Source: GFI Group
GFI Group Inc. (NASDAQ: GFIG) a leading inter-dealer broker and data and analytical software provider to the derivatives markets, hosted a media briefing in New York City last week to discuss the outlook for credit derivatives in 2006.
John Tierney, head of US credit derivatives research at Deutsche Bank, said that growth in credit derivatives in 2006 could reach $15 trillion (in notional outstanding contracts). Although New York and London are the centers of credit derivatives activity, Tierney stressed that Asia and Japan (that currently account for 9% of global activity), could become bigger players in this market as a result of the Basel II recommendations. Credit-linked notes could rise sharply if a proposed FASB rule is implemented and insurance companies will also become bigger players in 2006, according to Mr. Tierney.
"We are in a relatively healthy credit cycle, and credit risk will remain at the single name level, for now, with little risk of becoming more systemic. As a result single name credit default swaps (CDS) may continue to trade at wider spreads than implied by the indexes," said Mr. Tierney.

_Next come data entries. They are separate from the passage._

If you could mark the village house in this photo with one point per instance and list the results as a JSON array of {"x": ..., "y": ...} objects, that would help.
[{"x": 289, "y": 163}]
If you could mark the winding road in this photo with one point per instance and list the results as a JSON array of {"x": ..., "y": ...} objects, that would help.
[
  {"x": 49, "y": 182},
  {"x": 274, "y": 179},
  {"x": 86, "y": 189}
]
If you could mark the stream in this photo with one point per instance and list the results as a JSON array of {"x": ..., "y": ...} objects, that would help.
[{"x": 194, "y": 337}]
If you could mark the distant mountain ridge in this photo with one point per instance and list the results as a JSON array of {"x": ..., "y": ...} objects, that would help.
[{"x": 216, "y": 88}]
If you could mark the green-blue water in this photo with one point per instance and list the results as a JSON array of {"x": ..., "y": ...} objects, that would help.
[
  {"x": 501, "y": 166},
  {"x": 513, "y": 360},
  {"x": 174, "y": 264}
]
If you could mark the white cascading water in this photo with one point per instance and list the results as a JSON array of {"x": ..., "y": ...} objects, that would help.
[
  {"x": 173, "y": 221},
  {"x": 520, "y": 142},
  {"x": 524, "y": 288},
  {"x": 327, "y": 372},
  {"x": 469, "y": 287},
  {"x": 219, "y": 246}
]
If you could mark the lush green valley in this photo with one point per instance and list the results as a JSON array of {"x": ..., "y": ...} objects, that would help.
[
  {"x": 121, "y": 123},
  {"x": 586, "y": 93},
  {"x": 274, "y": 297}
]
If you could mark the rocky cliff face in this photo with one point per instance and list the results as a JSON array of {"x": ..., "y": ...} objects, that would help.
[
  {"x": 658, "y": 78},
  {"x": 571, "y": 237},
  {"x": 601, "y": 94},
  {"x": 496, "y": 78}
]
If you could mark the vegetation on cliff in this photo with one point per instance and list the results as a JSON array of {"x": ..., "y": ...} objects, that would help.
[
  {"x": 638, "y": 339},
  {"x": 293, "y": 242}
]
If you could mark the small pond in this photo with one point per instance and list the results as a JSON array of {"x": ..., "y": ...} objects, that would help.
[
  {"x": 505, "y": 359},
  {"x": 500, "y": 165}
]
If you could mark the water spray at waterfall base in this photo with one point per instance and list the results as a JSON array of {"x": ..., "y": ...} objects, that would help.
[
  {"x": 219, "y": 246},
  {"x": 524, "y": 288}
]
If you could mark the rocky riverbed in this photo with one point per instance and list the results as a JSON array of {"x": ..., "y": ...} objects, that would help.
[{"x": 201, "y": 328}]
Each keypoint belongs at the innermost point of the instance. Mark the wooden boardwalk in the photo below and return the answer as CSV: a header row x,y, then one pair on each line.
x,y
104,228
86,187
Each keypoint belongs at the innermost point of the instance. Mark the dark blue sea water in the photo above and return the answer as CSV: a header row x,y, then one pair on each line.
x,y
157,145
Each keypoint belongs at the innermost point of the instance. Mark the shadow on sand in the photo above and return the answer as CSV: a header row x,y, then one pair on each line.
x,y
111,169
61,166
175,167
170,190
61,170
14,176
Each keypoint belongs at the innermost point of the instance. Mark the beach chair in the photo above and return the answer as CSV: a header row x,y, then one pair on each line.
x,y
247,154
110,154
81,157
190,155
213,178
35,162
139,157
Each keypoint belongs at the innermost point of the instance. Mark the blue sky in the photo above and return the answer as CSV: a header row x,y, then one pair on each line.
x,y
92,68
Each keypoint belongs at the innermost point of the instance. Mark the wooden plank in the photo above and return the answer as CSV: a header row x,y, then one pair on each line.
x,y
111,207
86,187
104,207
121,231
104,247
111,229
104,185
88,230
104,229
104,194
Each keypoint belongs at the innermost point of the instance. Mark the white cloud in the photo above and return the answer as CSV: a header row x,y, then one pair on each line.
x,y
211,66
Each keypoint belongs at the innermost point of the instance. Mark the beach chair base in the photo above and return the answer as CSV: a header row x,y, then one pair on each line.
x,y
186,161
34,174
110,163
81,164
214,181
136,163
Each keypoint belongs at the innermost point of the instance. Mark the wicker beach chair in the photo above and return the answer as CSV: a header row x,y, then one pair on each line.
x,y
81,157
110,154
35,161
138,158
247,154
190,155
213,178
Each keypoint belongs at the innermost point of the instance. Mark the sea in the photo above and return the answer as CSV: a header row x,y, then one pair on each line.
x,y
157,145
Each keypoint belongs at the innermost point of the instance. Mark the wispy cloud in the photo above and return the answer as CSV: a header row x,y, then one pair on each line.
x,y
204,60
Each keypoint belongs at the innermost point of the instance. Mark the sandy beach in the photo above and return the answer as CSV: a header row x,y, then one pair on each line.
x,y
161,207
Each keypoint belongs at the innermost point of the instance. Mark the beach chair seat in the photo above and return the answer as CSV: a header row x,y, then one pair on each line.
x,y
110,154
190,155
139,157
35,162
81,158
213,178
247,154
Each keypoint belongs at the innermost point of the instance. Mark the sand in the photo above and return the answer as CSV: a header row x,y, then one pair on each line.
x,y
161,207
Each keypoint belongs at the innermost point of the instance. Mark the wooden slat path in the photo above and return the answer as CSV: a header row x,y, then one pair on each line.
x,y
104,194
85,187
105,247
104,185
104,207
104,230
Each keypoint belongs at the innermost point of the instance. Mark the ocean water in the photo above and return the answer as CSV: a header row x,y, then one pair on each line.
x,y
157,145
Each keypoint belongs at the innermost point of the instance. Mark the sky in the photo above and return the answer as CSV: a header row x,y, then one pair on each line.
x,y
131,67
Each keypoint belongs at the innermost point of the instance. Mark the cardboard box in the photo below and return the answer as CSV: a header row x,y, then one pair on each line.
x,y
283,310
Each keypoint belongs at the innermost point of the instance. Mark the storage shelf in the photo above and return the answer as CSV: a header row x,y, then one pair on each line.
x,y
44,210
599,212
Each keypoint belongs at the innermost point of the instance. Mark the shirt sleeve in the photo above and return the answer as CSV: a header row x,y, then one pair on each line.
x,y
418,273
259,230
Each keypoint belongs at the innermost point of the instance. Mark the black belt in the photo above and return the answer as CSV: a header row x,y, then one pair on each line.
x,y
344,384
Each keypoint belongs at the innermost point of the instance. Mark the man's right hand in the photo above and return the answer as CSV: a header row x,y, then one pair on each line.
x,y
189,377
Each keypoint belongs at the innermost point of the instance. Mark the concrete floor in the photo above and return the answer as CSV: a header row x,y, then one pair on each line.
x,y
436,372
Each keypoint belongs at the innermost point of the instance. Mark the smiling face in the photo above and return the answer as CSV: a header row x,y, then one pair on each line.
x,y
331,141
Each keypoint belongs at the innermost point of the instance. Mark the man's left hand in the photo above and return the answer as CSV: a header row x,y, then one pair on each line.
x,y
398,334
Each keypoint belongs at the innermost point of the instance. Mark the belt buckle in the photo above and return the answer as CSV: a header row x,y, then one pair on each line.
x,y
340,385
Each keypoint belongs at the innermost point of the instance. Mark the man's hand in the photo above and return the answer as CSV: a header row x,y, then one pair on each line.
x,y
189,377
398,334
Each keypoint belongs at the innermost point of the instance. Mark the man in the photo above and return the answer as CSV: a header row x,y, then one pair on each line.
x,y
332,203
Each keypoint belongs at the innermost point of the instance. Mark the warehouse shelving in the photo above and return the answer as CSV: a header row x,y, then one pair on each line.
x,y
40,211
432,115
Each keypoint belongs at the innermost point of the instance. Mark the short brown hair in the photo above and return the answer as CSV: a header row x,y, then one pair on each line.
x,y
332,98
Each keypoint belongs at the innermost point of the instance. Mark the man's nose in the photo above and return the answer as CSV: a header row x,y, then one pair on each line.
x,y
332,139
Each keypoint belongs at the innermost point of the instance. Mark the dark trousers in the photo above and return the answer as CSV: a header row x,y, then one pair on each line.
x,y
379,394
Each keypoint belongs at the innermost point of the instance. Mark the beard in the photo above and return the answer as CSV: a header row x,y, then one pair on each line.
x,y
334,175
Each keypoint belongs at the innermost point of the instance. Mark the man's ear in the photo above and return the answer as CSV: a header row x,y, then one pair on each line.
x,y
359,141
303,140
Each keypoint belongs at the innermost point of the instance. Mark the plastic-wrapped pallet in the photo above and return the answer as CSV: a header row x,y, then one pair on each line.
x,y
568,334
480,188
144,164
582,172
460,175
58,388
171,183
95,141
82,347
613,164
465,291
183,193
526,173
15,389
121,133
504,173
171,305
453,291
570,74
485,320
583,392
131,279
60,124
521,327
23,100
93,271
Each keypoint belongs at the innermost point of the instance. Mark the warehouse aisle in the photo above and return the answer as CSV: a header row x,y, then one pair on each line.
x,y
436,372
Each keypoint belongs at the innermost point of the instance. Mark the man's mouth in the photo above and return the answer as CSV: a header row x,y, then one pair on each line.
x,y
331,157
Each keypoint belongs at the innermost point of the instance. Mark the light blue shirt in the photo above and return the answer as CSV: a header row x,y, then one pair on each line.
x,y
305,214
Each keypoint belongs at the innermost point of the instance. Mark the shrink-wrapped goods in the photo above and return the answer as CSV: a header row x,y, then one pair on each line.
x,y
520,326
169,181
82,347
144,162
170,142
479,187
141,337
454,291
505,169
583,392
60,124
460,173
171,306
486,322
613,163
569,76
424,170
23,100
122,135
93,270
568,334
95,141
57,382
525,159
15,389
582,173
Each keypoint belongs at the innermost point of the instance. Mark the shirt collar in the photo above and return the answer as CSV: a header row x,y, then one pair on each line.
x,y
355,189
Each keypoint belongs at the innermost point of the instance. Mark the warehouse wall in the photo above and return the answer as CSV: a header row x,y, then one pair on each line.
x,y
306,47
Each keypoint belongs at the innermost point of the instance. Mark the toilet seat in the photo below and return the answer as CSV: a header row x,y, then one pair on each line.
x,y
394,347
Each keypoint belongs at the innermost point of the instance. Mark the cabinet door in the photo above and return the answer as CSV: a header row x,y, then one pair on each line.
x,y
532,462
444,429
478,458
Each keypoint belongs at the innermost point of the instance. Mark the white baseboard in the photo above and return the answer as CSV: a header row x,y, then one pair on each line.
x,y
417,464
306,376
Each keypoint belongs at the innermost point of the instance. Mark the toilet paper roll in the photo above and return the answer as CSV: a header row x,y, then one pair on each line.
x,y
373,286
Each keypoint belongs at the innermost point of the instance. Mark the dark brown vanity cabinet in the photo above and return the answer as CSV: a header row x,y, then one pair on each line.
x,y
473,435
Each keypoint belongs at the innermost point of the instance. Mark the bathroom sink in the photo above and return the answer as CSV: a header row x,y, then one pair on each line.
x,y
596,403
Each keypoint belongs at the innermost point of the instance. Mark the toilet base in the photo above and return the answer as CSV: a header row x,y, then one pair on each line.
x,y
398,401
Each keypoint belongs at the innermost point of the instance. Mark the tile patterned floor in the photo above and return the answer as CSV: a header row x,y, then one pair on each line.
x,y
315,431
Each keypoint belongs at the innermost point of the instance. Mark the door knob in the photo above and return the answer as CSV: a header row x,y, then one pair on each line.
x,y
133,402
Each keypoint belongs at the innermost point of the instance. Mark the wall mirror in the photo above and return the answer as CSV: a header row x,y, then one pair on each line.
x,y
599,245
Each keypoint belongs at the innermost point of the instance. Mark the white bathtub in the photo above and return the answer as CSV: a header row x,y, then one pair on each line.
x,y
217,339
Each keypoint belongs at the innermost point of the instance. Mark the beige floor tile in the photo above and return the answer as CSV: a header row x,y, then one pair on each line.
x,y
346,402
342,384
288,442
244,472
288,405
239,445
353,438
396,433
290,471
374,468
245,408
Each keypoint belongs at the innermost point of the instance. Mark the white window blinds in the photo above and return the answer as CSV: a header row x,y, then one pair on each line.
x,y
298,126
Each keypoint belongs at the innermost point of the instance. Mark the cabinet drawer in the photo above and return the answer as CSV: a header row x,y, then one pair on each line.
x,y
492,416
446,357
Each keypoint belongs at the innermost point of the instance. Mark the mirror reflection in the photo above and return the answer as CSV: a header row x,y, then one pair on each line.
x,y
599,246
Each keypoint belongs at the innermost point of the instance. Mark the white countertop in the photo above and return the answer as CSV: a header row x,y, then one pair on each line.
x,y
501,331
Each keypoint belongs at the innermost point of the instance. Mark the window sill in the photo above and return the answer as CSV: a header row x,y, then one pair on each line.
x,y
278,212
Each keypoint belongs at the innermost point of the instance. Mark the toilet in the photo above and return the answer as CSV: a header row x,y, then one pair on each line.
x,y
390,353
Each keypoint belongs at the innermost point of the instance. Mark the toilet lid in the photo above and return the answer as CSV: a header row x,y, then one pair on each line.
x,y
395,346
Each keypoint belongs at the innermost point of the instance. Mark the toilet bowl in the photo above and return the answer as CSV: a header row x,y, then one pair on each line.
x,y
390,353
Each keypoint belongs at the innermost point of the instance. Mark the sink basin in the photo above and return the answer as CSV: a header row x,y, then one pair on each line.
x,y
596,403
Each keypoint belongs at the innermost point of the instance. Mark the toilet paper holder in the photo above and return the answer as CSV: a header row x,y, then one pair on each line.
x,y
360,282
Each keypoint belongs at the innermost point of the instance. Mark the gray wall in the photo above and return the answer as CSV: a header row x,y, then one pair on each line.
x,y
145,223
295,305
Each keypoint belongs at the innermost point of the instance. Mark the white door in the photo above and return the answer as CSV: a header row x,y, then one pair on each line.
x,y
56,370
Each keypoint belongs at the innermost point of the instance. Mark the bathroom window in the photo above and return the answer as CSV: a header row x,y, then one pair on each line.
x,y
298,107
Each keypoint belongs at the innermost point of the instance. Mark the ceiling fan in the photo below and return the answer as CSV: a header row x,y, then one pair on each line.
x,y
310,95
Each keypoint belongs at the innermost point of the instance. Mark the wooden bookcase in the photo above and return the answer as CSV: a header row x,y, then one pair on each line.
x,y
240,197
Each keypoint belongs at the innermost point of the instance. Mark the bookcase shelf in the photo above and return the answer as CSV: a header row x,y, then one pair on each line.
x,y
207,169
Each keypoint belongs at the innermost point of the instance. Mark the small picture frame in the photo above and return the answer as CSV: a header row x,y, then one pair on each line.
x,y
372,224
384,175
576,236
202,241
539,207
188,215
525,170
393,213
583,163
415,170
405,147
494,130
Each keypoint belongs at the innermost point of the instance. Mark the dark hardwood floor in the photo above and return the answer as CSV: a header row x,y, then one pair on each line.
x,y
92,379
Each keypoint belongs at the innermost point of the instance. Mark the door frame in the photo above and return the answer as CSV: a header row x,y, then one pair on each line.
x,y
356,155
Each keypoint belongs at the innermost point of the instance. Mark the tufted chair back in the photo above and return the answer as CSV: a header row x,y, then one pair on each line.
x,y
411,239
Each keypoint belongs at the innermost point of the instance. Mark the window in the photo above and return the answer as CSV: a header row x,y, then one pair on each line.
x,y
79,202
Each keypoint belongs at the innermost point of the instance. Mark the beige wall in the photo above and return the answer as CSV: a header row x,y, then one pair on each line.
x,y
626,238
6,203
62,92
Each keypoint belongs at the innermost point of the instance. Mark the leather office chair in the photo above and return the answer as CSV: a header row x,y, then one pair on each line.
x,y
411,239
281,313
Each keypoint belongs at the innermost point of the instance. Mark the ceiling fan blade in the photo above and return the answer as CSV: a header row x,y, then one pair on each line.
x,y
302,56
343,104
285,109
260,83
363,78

Michael Fuhrman, head of e-trading, North America, at GFI Group expects any increased demand for credit derivatives use to occur across the capital structure in 2006, and named asset backed credit default swaps (ABCDs), preferred shares credit default swaps (PCDs) and loan credit default swaps (LCDs) as second generation CDS products that are gaining traction.
"The changing credit landscape is morphing the relationship between credit and equity asset classes," Mr. Fuhrman said, commenting on his observance that equities traders are becoming more interested in CDS. "The ever evolving CDS market gives dynamic insight into companies and CDS is definitely being used as a complementing tool to help traders in their investment decisions."